- Born: 18 July 1988 (age 36) Osijek, SR Croatia, SFR Yugoslavia
- Occupation: actor;
- Years active: 2012–present

= Domagoj Mrkonjić =

Croatian actor

Domagoj Mrkonjić (born 18 July 1988) is a Croatian actor and university lecturer. One of his most prominent roles is that of Dinamo Zagreb supporter 'Žuti' in the Croatian action-adventure sport film ZG80.
He is also writer, producer and director.

== Controversies ==
On 28 January 2025, students of the Academy of Arts and Culture in Osijek, where Mrkonjić is a lecturer, organized a protest and 5 minutes of silence against Mrkonjić, who was accused of violent and inappropriate behavior towards students and being under the influence of alcohol and drugs during class.

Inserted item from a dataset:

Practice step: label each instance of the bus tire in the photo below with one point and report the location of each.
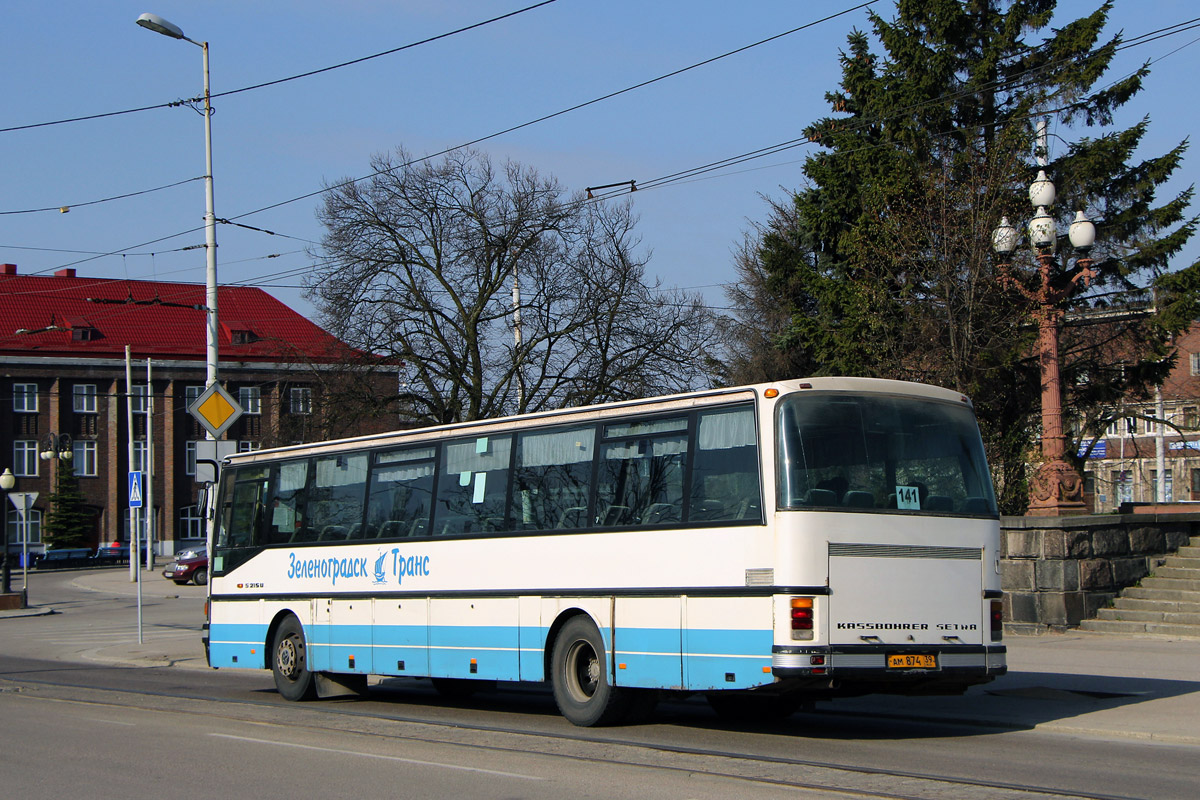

Mrkonjić was first ordered to quit his position at the Academy by the Disciplinary Committee, but issued a complaint, which was accepted by the Academy's Complaints Committee due to the lecturer being "under stress". The Complaints Committee ultimately decided to issue a final warning to Mrkonjić and suspend him until October 2025, which students claimed isn't sufficient considering the accusations levvied against him. The students called for an indefinite suspension pending conclusions from police and State Attorney's Office investigations. The protest garnered support from students of the Academy of Dramatic Art in Zagreb, the Academy of Applied Arts in Rijeka and the Art Academy in Split.